Ahora los herederos aseguran que llamó a la dirección del hotel y a las
autoridades, entonces británicas, y que no le hicieron caso. Exactamente el
mismo argumento que usó ETA para justificar la voladura de Hipercor en
Barcelona. Quien pone un explosivo es para que explote, no para que lo
desactiven.
Ya
sé que es insólito escribirlo así y decirlo tan claro, pero es la verdad. El
terrorismo en Palestina nació con los grupos judíos antes de desposeer de sus
tierras a los árabes. Así de claro y de rotundo. Lo que vino luego es otra
historia larga y sangrienta de la que Ariel Sharon nunca se apartó. Fue el
llamado pacificador de Gaza en 1971, con muchas matanzas y escaso resultado
práctico; no asesinó a los suficientes para que aquello dejara de existir como
territorio palestino. Luego se dedicó a la política y la agricultura, así dicen
sus biógrafos, porque los éxitos militares en Israel son como los de los
antiguos romanos; consienten el derecho al poder político. La ciudadanía quiere
ver a los césares en su Parlamento. Dan seguridad en una sociedad acomplejada
por el miedo y orgullosa de su superioridad racial: son los únicos que tienen
bombas atómicas y se encrespan ante la posibilidad de que alguien ose
imitarlos. Controlan los medios de comunicación de una manera tan absoluta que
uno se intimida ante la posibilidad de escribir del país más racista del
planeta después que cayó el apartheid sudafricano. Visite usted Gaza y lo
comprobará o anímese a soportar un interrogatorio de despedida en el aeropuerto
de Tel Aviv.
La
invasión de Líbano, obra magistral de Ariel Sharon en su condición de ministro
de Defensa, fue una catástrofe, para Israel y para todo lo que encontraron por
el camino. Era el verano de 1982, pero sus restos criminales alcanzaron a
septiembre con las matanzas de Sabra y Chatila, algo sin otro parangón que los
crímenes fascistas de los años cuarenta. La conciencia trágica de Israel.

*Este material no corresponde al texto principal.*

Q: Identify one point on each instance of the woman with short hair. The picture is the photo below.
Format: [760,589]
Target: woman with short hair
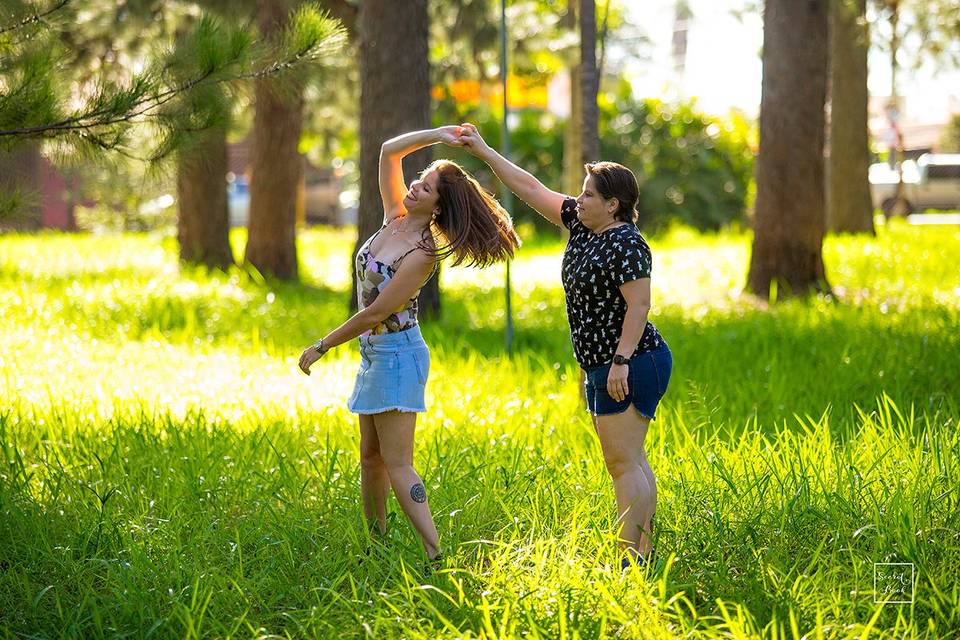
[606,282]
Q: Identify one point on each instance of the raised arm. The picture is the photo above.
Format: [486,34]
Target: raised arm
[392,185]
[545,201]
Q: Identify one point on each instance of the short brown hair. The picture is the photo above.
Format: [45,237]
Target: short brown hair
[471,223]
[613,180]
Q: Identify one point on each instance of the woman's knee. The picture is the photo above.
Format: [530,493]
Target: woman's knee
[618,463]
[371,458]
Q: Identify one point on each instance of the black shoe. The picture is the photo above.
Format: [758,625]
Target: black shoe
[433,564]
[643,562]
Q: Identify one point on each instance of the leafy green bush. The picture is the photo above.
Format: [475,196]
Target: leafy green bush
[692,167]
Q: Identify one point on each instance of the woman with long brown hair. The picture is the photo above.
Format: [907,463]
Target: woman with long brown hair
[443,213]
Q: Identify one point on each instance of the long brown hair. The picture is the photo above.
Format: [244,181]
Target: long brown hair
[471,224]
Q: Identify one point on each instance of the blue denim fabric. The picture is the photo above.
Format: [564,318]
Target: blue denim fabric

Incitar y avalar a los falangistas libaneses para que mataran a mujeres y niños
y ancianos, los que quedaban cuando los militares se habían ido.
Hubo
una ridícula investigación sobre este crimen de guerra y hasta lo condenaron
con la boca pequeña, pero siguió ahí el bulldozer, implacable en su racismo de
que un palestino apenas si valía el costo de una bala, en una medida similar al
actual ministro de Defensa israelí, Moshe Yaalon, para quien los intentos
negociadores del secretario de Estado norteamericano, John Kerry, no valen ni
el costo del papel en el que están escritos, y además para mayor humillación de
la supuesta primera potencia del mundo, aprueban 1.800 viviendas nuevas en
territorios ocupados. Una burla que consienten porque para ganar elecciones en
EE.UU. son imprescindibles los lobbies judíos y el mayor terror de un candidato
es ser tachado de enemigo del Estado de Israel, un título que le puede a usted
joder la vida. (A mí me ocurrió en Praga cuando un tipo aseado y normal se
convirtió en energúmeno porque le habían dicho que yo era enemigo del Estado de
Israel, ¡o sea que imagínese lo que será en Oklahoma!).
Ariel
Sharon osó la provocación más inaudita que un sionista militante, criminal de
guerra con pedigrí, había hecho nunca. En función de su poder, omnímodo como un
jefe de escuadra fascista, visitó la explanada de las Mezquitas de Jerusalén,
rodeado de decenas de guardaespaldas matarifes. Allí comenzó la segunda
intifada palestina. A partir de una humillación a todo un pueblo que llevaba
como podía la ocupación israelí. Desbordó el vaso y esa parte fascista de la
sociedad israelí, evocadora del apartheid sudafricano, se sintió satisfecha
hasta que la cosa llegó a un punto que significaba la guerra entre una gente
con armas de indignación y otros con la sofisticación armamentística del
paraguas de los Estados Unidos de América.
Ha
muerto un criminal de guerra. Victorioso a duras penas, pero sin juzgar, como
ocurre con los que abonan el conflicto y se aprovechan de él. Si se fijan en
los criminales de guerra de la segunda mitad del siglo XX detectarán una
singularidad: los jueces que los condenan tienen en su haber patriótico más
crímenes que aquellos a quienes juzgan.